A marathon trial of suspects in the November 2015 Paris attack resumed Thursday after a negative COVID-19 test allowed the main suspect to attend. 

Salah Abdeslam, the only survivor of the 10 assailants, had not appeared in court since November 25 and tested positive at the end of December. 

He is set to take the stand for questioning next Thursday and Friday, an event long awaited by families of the 130 people killed on November 13, 2015. 

In the meantime, there was a tense standoff between the presiding judge and another defendant. 

Osama Krayem, 29, a Swedish national, informed the court through his lawyer that he would remain silent “until the end of proceedings” and refused to even attend the trial, calling it “an illusion.” 

Judge vows force

But when it was Krayem’s turn on Thursday to be questioned about his role in the series of jihadi attacks on bars, restaurants, the Bataclan concert hall and the national stadium, chief judge Jean-Louis Peries said that he would be made to show up. 
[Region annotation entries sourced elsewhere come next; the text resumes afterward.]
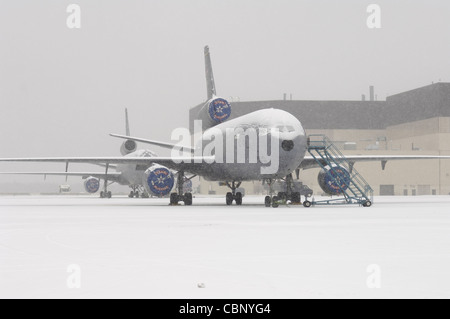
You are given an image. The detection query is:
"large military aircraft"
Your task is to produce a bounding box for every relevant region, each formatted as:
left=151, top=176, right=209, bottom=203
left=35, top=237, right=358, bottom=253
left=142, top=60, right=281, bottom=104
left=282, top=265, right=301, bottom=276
left=0, top=47, right=450, bottom=206
left=0, top=109, right=178, bottom=198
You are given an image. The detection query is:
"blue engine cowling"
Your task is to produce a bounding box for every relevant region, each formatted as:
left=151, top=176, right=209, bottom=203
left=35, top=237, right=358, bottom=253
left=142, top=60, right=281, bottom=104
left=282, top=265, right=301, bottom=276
left=208, top=98, right=231, bottom=123
left=143, top=165, right=175, bottom=197
left=120, top=140, right=137, bottom=156
left=84, top=177, right=100, bottom=194
left=318, top=165, right=351, bottom=196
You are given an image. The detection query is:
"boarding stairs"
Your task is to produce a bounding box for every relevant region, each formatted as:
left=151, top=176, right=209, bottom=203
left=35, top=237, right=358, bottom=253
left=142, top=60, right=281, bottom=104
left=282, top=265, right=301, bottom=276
left=308, top=135, right=373, bottom=207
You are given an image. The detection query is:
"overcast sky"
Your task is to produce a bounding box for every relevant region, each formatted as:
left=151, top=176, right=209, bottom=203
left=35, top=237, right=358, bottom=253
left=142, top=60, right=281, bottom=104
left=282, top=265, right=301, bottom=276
left=0, top=0, right=450, bottom=185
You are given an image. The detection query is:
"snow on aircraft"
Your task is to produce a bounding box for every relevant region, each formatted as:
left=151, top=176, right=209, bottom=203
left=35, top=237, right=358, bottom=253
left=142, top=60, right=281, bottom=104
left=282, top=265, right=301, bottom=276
left=0, top=47, right=450, bottom=206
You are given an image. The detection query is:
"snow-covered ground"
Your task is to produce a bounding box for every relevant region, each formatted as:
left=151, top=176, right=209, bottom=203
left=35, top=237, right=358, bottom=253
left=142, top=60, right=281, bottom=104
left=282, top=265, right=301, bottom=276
left=0, top=197, right=450, bottom=298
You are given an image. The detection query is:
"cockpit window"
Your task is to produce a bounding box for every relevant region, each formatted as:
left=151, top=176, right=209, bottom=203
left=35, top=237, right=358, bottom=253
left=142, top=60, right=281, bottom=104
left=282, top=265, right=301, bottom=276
left=277, top=125, right=295, bottom=133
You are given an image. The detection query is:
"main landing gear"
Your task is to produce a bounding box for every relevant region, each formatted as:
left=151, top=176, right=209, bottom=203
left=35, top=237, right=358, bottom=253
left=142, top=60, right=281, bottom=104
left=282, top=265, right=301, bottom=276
left=100, top=180, right=112, bottom=199
left=264, top=174, right=308, bottom=208
left=100, top=164, right=112, bottom=198
left=226, top=182, right=243, bottom=206
left=170, top=171, right=193, bottom=206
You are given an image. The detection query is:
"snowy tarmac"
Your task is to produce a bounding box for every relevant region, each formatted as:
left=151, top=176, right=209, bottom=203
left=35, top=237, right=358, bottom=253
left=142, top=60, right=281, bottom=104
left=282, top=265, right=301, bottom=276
left=0, top=196, right=450, bottom=299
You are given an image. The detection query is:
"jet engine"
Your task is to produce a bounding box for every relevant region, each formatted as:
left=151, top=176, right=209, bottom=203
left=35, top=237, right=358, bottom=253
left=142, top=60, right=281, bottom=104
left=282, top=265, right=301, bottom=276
left=143, top=164, right=175, bottom=197
left=84, top=177, right=100, bottom=194
left=318, top=165, right=350, bottom=196
left=199, top=97, right=231, bottom=128
left=120, top=140, right=137, bottom=156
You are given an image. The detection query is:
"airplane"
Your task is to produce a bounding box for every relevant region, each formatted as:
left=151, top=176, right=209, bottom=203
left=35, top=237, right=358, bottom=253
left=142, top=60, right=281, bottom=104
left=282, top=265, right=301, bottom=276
left=0, top=109, right=183, bottom=198
left=0, top=46, right=450, bottom=207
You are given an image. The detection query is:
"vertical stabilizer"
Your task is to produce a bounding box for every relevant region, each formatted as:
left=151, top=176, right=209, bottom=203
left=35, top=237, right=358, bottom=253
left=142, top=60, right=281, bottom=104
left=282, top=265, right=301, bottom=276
left=205, top=46, right=216, bottom=100
left=125, top=109, right=131, bottom=136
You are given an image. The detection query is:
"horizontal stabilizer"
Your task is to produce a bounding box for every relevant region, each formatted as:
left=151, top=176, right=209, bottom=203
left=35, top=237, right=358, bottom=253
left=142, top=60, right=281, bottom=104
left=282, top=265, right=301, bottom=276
left=110, top=134, right=195, bottom=153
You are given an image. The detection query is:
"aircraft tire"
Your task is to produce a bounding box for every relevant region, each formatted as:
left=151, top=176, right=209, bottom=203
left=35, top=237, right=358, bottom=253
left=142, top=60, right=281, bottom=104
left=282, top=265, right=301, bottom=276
left=264, top=196, right=272, bottom=207
left=236, top=193, right=242, bottom=206
left=226, top=193, right=233, bottom=206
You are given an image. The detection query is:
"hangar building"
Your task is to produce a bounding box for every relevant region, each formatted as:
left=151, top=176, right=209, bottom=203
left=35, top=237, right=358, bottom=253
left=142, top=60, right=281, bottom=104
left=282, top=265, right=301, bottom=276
left=190, top=83, right=450, bottom=196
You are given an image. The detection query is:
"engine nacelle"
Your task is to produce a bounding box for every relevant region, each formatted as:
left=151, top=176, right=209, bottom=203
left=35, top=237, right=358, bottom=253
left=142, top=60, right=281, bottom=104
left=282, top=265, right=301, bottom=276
left=318, top=165, right=350, bottom=196
left=120, top=140, right=137, bottom=156
left=84, top=177, right=100, bottom=194
left=199, top=97, right=231, bottom=129
left=143, top=165, right=175, bottom=197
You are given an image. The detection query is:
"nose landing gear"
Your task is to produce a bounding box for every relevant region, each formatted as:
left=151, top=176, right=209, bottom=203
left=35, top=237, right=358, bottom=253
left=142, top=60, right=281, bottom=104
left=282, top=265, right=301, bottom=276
left=170, top=171, right=193, bottom=206
left=226, top=182, right=243, bottom=206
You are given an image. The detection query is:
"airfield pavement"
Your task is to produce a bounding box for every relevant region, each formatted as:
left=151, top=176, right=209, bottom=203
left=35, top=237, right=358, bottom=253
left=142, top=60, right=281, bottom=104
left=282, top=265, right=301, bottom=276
left=0, top=196, right=450, bottom=299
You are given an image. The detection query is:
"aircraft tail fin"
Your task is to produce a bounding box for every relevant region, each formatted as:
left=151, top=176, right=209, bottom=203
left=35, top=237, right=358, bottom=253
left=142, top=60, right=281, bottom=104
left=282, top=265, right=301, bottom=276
left=205, top=46, right=216, bottom=100
left=125, top=108, right=131, bottom=136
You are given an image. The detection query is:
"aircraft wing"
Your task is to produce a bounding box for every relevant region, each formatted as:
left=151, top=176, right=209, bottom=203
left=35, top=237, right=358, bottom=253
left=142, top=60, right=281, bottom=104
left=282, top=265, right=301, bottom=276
left=110, top=134, right=195, bottom=153
left=300, top=155, right=450, bottom=170
left=0, top=172, right=121, bottom=182
left=0, top=156, right=215, bottom=176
“I will have no option but to use force to make him appear on the stand,” he said. 

That turned out to be unnecessary, as Krayem made his way to the bench uncoerced, and sat down next to Abdeslam. 

“It’s good of you to come willingly,” the judge commented. 

Abdeslam, a dual French Moroccan national, was captured in Brussels after discarding his suicide vest and fleeing the French capital in the chaotic aftermath of the bloodshed. 

Bataclan attack

The attack on the Bataclan, where 90 people mostly in their 20s and 30s were massacred as they watched a rock concert, represented the most traumatic of a string of separate attacks claimed by the Islamic State group over several years. 

Abdeslam’s co-defendants are answering charges ranging from providing logistical support to planning the attacks, as well as supplying weapons. 

Krayem, whom Belgian investigators identified as one of the killers of a Jordanian pilot burned alive by IS in early 2015 in Syria, is also under investigation in Sweden for war crimes. 

After four months of proceedings, the trial has now entered a new phase in which the 14 suspects present are to be questioned. Six others are being tried in absentia, although five of them are believed to be dead, mostly in airstrikes in Syria. 

The 2015 attacks began when the first attackers detonated suicide belts outside the national stadium where France was playing a football match against Germany.

A group of gunmen later opened fire from a car on half a dozen restaurants, and Abdeslam’s brother Brahim blew himself up in a bar. 

The trial, the biggest in modern French history, is to last until May.